Selon une étude Xerfi, le marché français de l'impression 3D est évalué entre 600 et 800 millions d'euros, avec des débouchés prometteurs dans la réparation de pièces et la construction. La fabrication locale progresse : en 2025, 30 % des PME européennes envisageaient d'internaliser leur production additive d'ici 2026.
Conclusion
Des matières pour l'impression 3D, il en existe pour chaque besoin, chaque budget et chaque niveau d'expertise. Du PLA accessible au titane aérospatial, en passant par les résines de précision et les composites haute performance, la palette ne cesse de s'élargir. Retenez ce chiffre : le marché mondial atteint 34,45 milliards de dollars en 2026 et les polymères en représentent encore près de 45 %. Sélectionnez votre matériau en fonction de l'usage final, de l'environnement de la pièce et de votre imprimante. Chez LV3D, spécialiste français de l'impression 3D depuis 2015, nous vous accompagnons avec des conseils experts et une gamme complète de consommables fiables. Pour explorer nos filaments, résines et imprimantes, rendez-vous sur notre catalogue pour acheter une imprimante 3D en France.
Questions fréquentes
Quelle est la matière d'impression 3D la plus facile à utiliser pour un débutant ?
Le PLA est le matériau le plus simple à imprimer. Il ne nécessite pas de plateau chauffant, ne dégage pas de fumées nocives et offre un large choix de couleurs. C'est le point de départ recommandé avant de passer à des filaments plus techniques.

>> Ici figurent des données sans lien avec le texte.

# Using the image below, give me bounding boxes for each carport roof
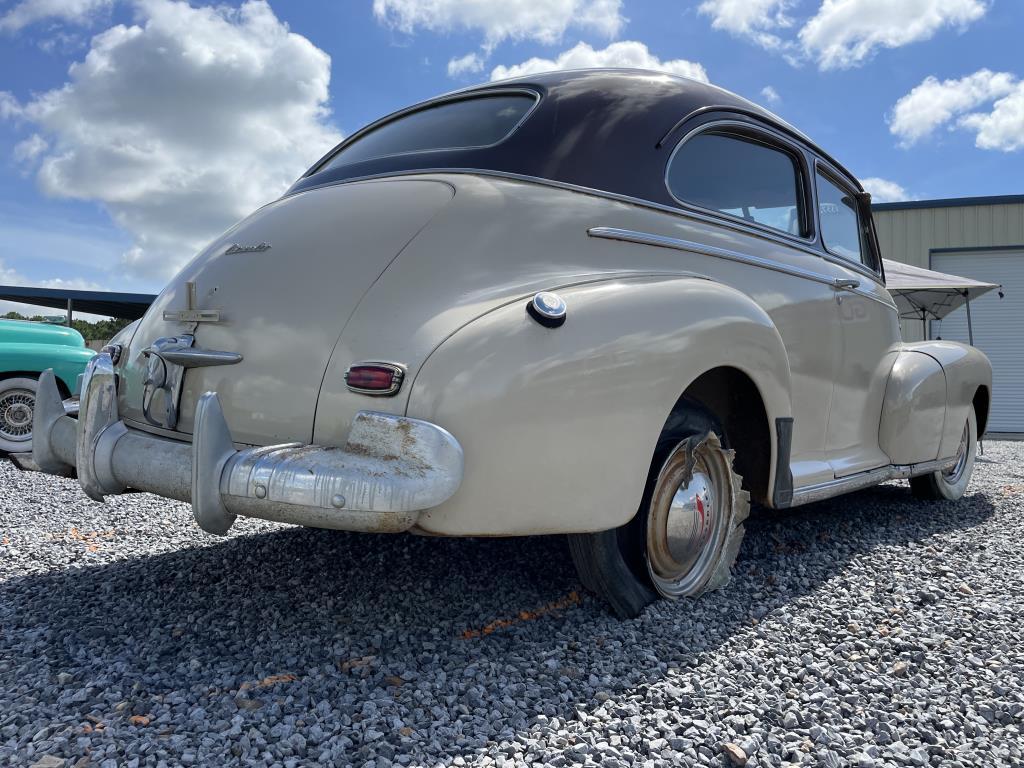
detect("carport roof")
[0,285,156,320]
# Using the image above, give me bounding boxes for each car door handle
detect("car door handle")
[832,277,860,290]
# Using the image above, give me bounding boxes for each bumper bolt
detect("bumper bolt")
[331,494,346,508]
[254,483,267,499]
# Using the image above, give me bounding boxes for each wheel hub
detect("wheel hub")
[0,389,35,441]
[646,445,728,598]
[665,471,715,567]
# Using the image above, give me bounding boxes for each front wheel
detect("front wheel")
[0,376,39,454]
[569,407,749,618]
[910,407,977,501]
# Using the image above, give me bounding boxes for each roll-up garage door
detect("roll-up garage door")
[931,249,1023,433]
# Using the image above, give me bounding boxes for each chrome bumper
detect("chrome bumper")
[32,354,464,535]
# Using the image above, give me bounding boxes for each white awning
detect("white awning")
[884,259,1001,321]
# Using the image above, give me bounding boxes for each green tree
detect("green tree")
[2,311,131,341]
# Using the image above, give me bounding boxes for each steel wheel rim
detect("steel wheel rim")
[646,448,728,598]
[944,420,970,484]
[0,388,35,442]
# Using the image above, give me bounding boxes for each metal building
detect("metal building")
[873,194,1024,434]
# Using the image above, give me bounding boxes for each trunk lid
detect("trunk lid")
[120,179,454,445]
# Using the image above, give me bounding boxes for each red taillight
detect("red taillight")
[344,362,404,396]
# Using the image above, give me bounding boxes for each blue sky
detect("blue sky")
[0,0,1022,314]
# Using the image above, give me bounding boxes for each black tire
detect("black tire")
[569,402,749,618]
[910,407,977,501]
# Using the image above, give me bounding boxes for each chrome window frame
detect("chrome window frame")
[312,88,541,174]
[664,119,817,247]
[813,159,885,283]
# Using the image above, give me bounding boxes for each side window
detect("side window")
[667,130,806,237]
[816,170,867,266]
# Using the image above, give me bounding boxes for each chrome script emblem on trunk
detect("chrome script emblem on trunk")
[224,241,271,254]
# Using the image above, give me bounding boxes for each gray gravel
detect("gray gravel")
[1,442,1022,768]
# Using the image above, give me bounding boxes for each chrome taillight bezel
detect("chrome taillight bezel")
[344,362,406,396]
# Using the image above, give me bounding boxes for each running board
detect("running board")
[789,457,958,507]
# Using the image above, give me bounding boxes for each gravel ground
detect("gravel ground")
[1,442,1022,768]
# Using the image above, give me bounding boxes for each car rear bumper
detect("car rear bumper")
[32,354,464,535]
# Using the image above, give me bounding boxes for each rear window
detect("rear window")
[667,131,806,237]
[321,93,536,171]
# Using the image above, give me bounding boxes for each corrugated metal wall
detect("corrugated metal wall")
[873,201,1024,340]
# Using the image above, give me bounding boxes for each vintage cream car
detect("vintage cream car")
[33,70,991,617]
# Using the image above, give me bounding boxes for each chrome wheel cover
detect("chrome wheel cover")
[944,421,970,485]
[0,388,35,442]
[646,443,729,598]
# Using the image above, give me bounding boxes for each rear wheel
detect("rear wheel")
[569,405,749,618]
[910,407,977,501]
[0,376,39,454]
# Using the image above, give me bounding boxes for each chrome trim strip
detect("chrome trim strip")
[588,227,896,310]
[790,456,959,506]
[587,226,840,287]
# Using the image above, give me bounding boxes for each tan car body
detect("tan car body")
[105,171,989,535]
[33,71,991,544]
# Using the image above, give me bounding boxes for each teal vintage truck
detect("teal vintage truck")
[0,318,94,453]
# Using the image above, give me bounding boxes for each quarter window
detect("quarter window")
[816,170,866,266]
[321,93,536,171]
[667,131,806,237]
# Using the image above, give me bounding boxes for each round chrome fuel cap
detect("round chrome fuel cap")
[527,291,567,327]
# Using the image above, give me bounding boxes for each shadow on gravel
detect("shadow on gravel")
[0,483,997,763]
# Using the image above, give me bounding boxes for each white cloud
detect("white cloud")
[0,0,111,33]
[0,92,22,119]
[698,0,989,70]
[889,69,1020,149]
[698,0,794,50]
[13,134,48,164]
[959,83,1024,152]
[2,0,341,281]
[447,51,484,77]
[860,177,909,203]
[760,85,780,104]
[373,0,625,50]
[800,0,988,70]
[490,41,708,83]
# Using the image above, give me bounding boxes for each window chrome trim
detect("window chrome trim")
[587,227,841,287]
[311,88,541,175]
[814,158,885,285]
[587,226,897,312]
[814,162,869,264]
[663,119,817,246]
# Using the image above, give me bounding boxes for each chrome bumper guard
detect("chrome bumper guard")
[33,355,464,535]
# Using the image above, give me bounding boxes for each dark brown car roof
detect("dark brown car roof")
[289,68,862,207]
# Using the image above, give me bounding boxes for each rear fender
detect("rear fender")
[405,275,792,536]
[879,341,992,464]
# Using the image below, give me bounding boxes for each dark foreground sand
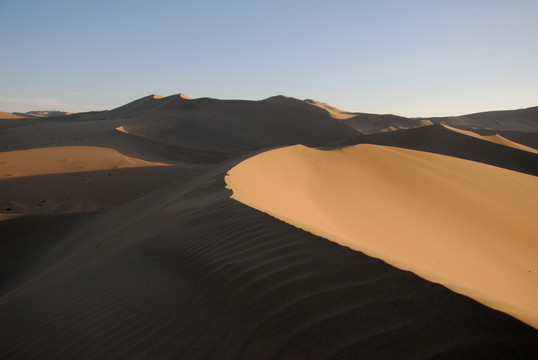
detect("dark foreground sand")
[1,94,537,359]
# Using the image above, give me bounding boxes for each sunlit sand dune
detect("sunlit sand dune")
[226,144,538,327]
[0,146,180,215]
[0,111,26,119]
[0,146,171,179]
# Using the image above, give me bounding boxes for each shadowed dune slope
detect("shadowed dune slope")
[464,128,538,150]
[341,124,538,176]
[340,113,432,134]
[0,166,189,215]
[0,212,97,296]
[110,94,194,114]
[1,162,537,359]
[426,106,538,132]
[441,125,538,154]
[262,95,431,133]
[113,98,359,154]
[261,96,538,134]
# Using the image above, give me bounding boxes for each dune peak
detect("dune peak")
[263,95,299,101]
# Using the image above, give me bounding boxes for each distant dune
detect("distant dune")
[1,93,537,359]
[107,94,359,154]
[424,106,538,132]
[262,95,432,133]
[343,123,538,176]
[261,95,538,134]
[0,110,72,120]
[0,111,26,119]
[1,146,170,178]
[442,124,538,154]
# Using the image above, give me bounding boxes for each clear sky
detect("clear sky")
[1,0,537,117]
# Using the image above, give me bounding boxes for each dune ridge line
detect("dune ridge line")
[225,143,538,328]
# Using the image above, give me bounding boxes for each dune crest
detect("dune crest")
[226,144,538,327]
[304,99,356,119]
[442,124,538,154]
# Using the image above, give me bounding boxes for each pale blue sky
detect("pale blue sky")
[1,0,537,117]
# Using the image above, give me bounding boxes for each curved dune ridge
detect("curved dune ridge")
[226,144,538,328]
[442,124,538,154]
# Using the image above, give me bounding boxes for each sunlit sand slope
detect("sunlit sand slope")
[0,146,179,214]
[226,144,538,327]
[0,146,170,178]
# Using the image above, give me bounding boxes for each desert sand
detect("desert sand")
[0,111,26,119]
[226,143,538,327]
[0,146,171,178]
[1,94,537,359]
[442,124,538,154]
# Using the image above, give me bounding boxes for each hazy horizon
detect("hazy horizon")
[1,0,537,117]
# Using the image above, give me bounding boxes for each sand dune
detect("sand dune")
[0,111,26,119]
[16,110,72,118]
[426,106,538,132]
[342,114,433,133]
[346,123,538,176]
[110,94,166,113]
[0,146,183,215]
[1,94,537,358]
[265,97,538,133]
[109,96,359,154]
[304,98,357,120]
[0,146,171,178]
[2,156,537,359]
[442,124,538,154]
[226,144,538,327]
[111,93,196,114]
[469,128,538,150]
[0,166,187,215]
[262,95,433,133]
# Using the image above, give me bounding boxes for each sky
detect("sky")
[1,0,537,117]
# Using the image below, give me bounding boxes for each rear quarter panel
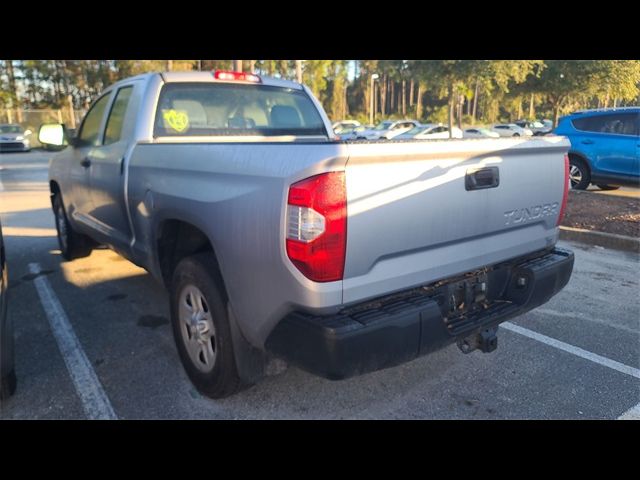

Peut-on imprimer des pièces résistantes à la chaleur en 3D ?
Oui. Le polycarbonate, le Nylon et surtout les polymères haute performance (PEEK, PEI) résistent à des températures élevées, jusqu'à 250 °C pour le PEEK. Vérifiez que votre imprimante supporte ces matériaux. Chez LV3D, nous proposons des imprimantes compatibles avec ces filaments techniques.
Quelle différence entre un filament et une résine d'impression 3D ?
Le filament est un fil thermoplastique solide fondu par une imprimante FDM. La résine est un liquide photosensible durci par lumière UV (technologies SLA, DLP). La résine offre plus de détails et de finesse, tandis que le filament est plus économique et plus facile à manipuler.